Purdy a quand même remporté 20 de ses 25 matchs disputés dans la NFL. Et si les 49ers l’emportent, peut-être cela pourrait-il convaincre certaines organisations de changer leur manière de bâtir une équipe gagnante ? La mode actuelle préconise la sélection du meilleur quart-arrière possible. Plus un pivot est intéressant dans les rangs universitaires, plus ses chances d’entendre son nom tôt lors du repêchage sont élevées. Avec raison, car le quart-arrière est le joueur le plus important d’une équipe.

Cependant, les Niners sont la preuve qu’une équipe polyvalente et bien outillée à toutes les positions, avec un quart-arrière au potentiel limité, est parfois plus adéquate et performante qu’une équipe au quart exceptionnel, mais mal entouré, comme on le voit à Chicago, en Arizona ou en Caroline. Mais s’il gagne, l’athlète de 24 ans aura surtout la certitude d’être dans la bonne chaise et d’être équipé pour gagner longtemps, et souvent.

Si Brock Purdy perd…

Il y aura évidemment un tas de personnes dans son entourage pour le réconforter, lui répétant probablement à quel point le fait de se rendre sur cette scène, si jeune, est un exploit monumental et que l’adversaire contre qui il est allé à la guerre en est un de taille. Or, les critiques les plus acerbes pourraient aussi soulever l’idée, dans l’espace public, que Purdy n’est peut-être pas le quart-arrière idéal et espéré.

Les 49ers sont à la recherche d’un sauveur depuis Steve Young. Les partisans de l’équipe sont passionnés, impliqués et surprenamment fidèles et patients.
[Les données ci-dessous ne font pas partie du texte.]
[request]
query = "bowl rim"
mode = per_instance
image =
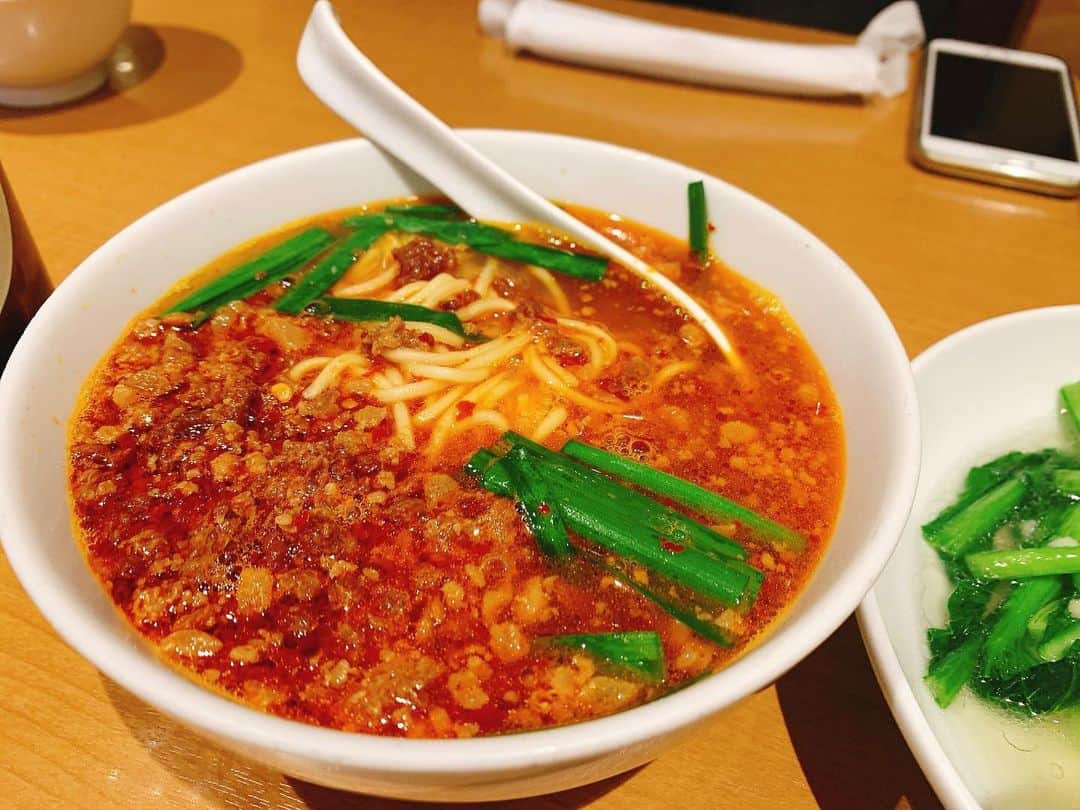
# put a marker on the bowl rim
(228, 719)
(920, 737)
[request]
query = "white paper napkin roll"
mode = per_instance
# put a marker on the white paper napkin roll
(876, 64)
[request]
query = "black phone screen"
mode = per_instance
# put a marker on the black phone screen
(997, 104)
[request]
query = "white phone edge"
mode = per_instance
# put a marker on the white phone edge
(988, 163)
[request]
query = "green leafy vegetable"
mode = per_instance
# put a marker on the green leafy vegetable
(273, 265)
(363, 310)
(684, 493)
(699, 220)
(638, 651)
(326, 272)
(1023, 563)
(954, 534)
(538, 505)
(433, 212)
(1070, 408)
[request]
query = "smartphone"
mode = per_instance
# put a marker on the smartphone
(998, 116)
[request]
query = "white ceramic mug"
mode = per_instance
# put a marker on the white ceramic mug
(55, 51)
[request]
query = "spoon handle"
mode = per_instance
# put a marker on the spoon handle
(351, 85)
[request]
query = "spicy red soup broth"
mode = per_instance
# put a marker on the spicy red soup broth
(289, 537)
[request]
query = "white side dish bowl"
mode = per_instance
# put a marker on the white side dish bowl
(983, 391)
(839, 316)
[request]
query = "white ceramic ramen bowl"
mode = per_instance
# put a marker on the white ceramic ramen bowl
(837, 313)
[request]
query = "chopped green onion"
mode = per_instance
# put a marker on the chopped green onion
(607, 523)
(326, 272)
(728, 581)
(953, 534)
(684, 493)
(253, 275)
(434, 212)
(638, 651)
(1023, 563)
(451, 231)
(493, 241)
(363, 310)
(1067, 482)
(947, 676)
(669, 525)
(538, 507)
(699, 220)
(678, 602)
(578, 265)
(1070, 408)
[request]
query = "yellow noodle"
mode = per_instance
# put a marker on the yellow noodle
(562, 306)
(478, 418)
(440, 288)
(363, 287)
(306, 365)
(442, 359)
(541, 372)
(496, 354)
(432, 285)
(403, 427)
(486, 277)
(409, 390)
(497, 392)
(434, 409)
(480, 391)
(485, 307)
(673, 369)
(440, 333)
(441, 431)
(544, 375)
(607, 341)
(442, 373)
(406, 289)
(333, 370)
(550, 423)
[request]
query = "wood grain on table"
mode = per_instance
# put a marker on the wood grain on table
(213, 86)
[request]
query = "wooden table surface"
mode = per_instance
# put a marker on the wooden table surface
(219, 90)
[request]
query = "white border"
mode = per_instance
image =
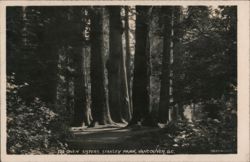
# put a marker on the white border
(243, 88)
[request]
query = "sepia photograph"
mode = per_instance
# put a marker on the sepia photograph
(122, 80)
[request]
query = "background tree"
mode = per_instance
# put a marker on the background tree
(141, 81)
(113, 64)
(165, 76)
(100, 107)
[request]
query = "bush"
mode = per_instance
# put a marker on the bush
(31, 127)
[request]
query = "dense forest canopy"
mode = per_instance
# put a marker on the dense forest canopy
(70, 66)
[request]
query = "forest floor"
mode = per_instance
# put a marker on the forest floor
(174, 138)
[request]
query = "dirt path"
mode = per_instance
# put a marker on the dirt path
(107, 137)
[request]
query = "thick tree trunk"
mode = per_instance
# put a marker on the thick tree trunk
(165, 76)
(125, 101)
(128, 53)
(79, 90)
(113, 64)
(81, 113)
(141, 81)
(176, 40)
(100, 107)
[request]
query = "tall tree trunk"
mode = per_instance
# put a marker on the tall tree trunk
(100, 107)
(80, 97)
(128, 53)
(79, 90)
(176, 41)
(125, 101)
(165, 76)
(141, 81)
(113, 64)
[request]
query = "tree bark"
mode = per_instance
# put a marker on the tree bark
(141, 81)
(81, 113)
(113, 64)
(100, 107)
(165, 76)
(176, 40)
(128, 53)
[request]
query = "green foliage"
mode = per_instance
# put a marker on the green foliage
(205, 61)
(33, 128)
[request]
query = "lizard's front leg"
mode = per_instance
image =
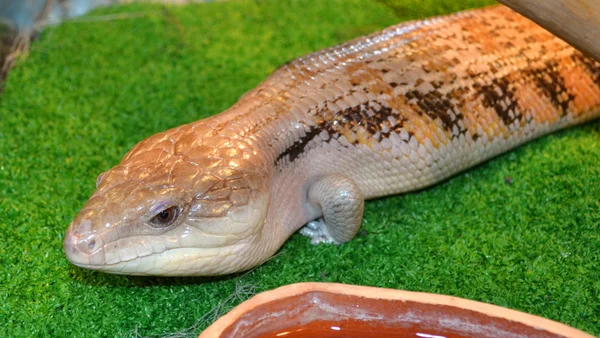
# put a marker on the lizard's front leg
(341, 204)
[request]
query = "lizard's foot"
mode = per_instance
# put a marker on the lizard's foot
(317, 231)
(340, 202)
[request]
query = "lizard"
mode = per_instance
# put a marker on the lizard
(391, 112)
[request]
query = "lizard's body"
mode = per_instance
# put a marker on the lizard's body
(392, 112)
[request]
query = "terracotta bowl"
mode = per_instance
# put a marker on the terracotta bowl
(340, 310)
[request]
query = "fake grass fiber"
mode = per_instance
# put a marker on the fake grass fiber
(90, 89)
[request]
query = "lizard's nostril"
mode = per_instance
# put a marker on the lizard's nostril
(89, 244)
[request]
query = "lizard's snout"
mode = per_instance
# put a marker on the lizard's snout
(84, 250)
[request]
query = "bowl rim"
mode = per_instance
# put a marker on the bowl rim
(298, 289)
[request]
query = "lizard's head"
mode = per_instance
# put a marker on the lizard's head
(181, 202)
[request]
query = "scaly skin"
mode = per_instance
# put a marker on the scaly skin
(392, 112)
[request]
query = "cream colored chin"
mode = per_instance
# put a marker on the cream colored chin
(180, 262)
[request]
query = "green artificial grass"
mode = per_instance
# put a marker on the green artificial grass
(89, 90)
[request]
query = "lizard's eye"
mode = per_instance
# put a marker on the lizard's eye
(165, 218)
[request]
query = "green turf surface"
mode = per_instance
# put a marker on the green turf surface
(89, 90)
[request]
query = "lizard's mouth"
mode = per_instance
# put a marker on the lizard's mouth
(143, 258)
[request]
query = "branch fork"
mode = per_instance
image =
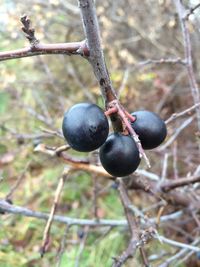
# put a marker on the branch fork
(114, 107)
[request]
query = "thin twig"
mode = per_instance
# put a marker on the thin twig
(132, 246)
(18, 182)
(188, 56)
(182, 113)
(46, 237)
(185, 124)
(76, 48)
(62, 246)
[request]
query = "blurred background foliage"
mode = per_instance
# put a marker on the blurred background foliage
(35, 92)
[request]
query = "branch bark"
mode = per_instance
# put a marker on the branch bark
(96, 57)
(188, 56)
(76, 48)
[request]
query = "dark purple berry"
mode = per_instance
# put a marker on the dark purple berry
(150, 128)
(85, 127)
(119, 155)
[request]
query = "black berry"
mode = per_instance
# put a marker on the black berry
(119, 155)
(150, 128)
(85, 127)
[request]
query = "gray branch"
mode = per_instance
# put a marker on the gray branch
(96, 57)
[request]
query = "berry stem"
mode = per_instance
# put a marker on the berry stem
(124, 118)
(111, 111)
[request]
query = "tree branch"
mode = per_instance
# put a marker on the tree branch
(188, 56)
(76, 48)
(96, 58)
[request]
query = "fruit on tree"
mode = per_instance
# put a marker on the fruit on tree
(85, 127)
(150, 128)
(119, 155)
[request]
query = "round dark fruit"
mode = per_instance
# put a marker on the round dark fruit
(85, 127)
(119, 155)
(150, 128)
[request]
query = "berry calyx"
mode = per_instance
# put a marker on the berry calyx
(119, 155)
(85, 127)
(150, 128)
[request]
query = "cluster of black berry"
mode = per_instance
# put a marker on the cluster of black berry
(86, 128)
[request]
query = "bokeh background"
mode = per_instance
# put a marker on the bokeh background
(35, 92)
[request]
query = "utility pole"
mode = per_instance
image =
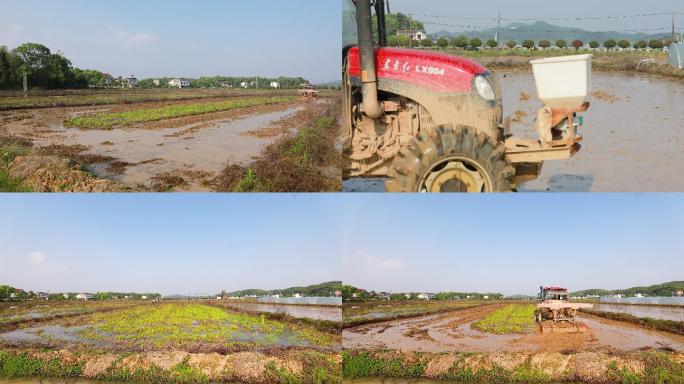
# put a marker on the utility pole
(674, 34)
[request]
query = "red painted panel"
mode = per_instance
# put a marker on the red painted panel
(436, 71)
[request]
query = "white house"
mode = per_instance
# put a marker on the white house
(131, 82)
(179, 83)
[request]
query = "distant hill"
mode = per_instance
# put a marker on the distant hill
(541, 30)
(322, 290)
(665, 289)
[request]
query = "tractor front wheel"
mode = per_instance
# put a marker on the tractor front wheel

Le dernier sacre de l’organisation remonte à 1994. Les 49ers seront du grand bal pour la troisième fois en 12 ans et Purdy, malgré son histoire rocambolesque, n’aura peut-être pas en lui ce qu’il faut pour triompher. Après tout, il n’est pas issu d’un programme comme l’Alabama ou la Géorgie, où les joueurs apprennent à gagner.

Et on le sait, la NFL est une ligue dans laquelle chaque employé est posé sur un siège éjectable. En même temps, la faute pourrait-elle retomber sur les épaules de l’entraîneur-chef Kyle Shanahan ? Depuis son arrivée en poste en 2017, Shanahan n’a offert aucun championnat à la ville de San Francisco. Pis encore, son équipe s’est inclinée une fois au Super Bowl et deux fois en finale de conférence.

S’il est encore incapable de mener son équipe à la terre promise avec un effectif aussi complet et talentueux, dur de savoir ce qui lui permettra d’y arriver à court ou moyen terme.